COLE (1 syl.), a legendary British king, described as “a merry old soul,” fond of his pipe, fond of his glass, and fond of his “fiddlers three.” There were two kings so called—Cole (or Coil I.) was the predecessor of Porrex; but Coil II. was succeeded by Lucius, “the first British king who embraced the Christian religion.” Which of these two mythical kings the song refers to is not evident.
Cole (Mrs.). This character is designed for Mother Douglas, who kept a “gentlemen’s magazine of frail beauties” in a superbly furnished house at the north-east corner of Covent Garden. She died 1761.—S. Foote, The Minor (1760).
COLEIN (2 syl.), the great dragon slain by Sir Bevis of Southampton.—Drayton, Polyolbion, ii. (1612).
COLEMI’RA (3 syl.), a poetical name for a cook. The word is compounded of coal and mire.

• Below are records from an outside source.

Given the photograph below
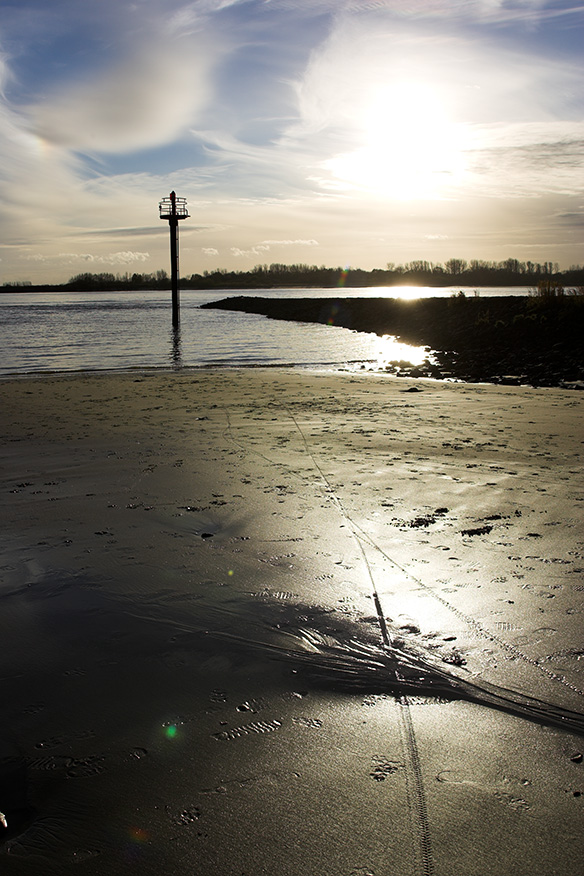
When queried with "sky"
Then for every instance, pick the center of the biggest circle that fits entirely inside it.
(351, 133)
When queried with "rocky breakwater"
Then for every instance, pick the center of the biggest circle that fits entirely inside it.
(505, 339)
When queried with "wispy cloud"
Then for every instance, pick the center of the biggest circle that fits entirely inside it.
(358, 126)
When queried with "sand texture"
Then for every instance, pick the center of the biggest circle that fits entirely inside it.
(196, 571)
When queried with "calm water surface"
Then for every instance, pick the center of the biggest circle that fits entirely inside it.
(119, 331)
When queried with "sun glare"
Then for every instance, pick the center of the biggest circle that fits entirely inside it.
(411, 149)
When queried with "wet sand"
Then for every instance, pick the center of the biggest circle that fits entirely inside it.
(191, 675)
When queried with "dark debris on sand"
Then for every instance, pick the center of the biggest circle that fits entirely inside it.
(504, 339)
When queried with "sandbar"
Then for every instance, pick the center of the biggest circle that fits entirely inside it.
(171, 540)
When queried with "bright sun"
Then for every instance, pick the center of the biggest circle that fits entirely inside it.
(411, 149)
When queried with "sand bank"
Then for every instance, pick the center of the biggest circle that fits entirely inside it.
(171, 541)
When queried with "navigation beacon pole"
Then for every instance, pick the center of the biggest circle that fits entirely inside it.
(174, 209)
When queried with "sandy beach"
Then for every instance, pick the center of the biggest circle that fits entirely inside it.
(195, 571)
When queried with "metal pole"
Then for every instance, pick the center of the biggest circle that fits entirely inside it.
(173, 224)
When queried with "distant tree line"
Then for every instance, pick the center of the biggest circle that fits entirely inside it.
(510, 272)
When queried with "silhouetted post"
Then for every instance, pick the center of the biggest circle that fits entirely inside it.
(174, 209)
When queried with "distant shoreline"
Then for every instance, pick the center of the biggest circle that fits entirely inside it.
(503, 339)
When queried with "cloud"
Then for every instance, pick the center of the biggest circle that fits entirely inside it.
(290, 242)
(257, 250)
(147, 100)
(70, 258)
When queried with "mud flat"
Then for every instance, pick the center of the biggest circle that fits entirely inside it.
(196, 570)
(506, 339)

“Could I,” he cried “express
how bright a grace
Adorns thy morning hands and well-washed
face,
Thou wouldst, Colemira, grant what I implore,
And yield me love, or wash thy face no
more.”
Shenstone, Colemira (an eclogue).
COLE’PEPPER (Captain) or CAPTAIN PEPPERCULL, the Alsatian bully.—Sir W. Scott, Fortunes of Nigel (time, James I.).
COLIN, or in Scotch CAILEN, Green Colin, the laird of Dunstaffnage, so called from the green colour which prevailed in his tartan.
COLIN AND ROSALINDE. In The Shephearde’s Calendar (1579), by Edm. Spenser, Rosalinde is the maiden vainly beloved by Colin Clout, as her choice was already fixed on the shepherd Menalcas. Rosalinde is an anagram of “Rose Danil,” a lady beloved by Spenser (Colin Clout), but Rose Danil had already fixed her affections on John Florio the Resolute, whom she subsequently married.
And I to thee will be as kind
As Colin was to Rosalinde,
Of courtesie the flower.
M. Drayton, Dowsabel (1593)
COLIN CLOUT, the pastoral name assumed by the poet Spenser, in The Shephearde’s Calendar, The Ruins of Time, Daphnaida, and in the pastoral poem called Colin Clout’s come home again (from his visit to Sir Walter Raleigh). Ecl. i. and xii. are soliloquies of Colin, being lamentations that Rosalinde will not return his love. Ecl. vi. is a dialogue between Hobbinol and Colin, in which the former tries to comfort the disappointed lover. Ecl. xi. is a dialogue between Thenot and Colin, Thenot begs Colin to sing some joyous lay; but Colin pleads grief for the death of the sheperdess Dido, and then sings a monody on the great sheperdess deceased. In ecl. vi. we are told that Rosalinde has betrothed herself to the shepherd Menalcas (1579).
In the last book of the Faery Queen, we have a reference to “Colin and his lassie,” (Spenser and his wife) supposed to be Elizabeth, and elsewhere called “Mirabella” See CLOUT, etc.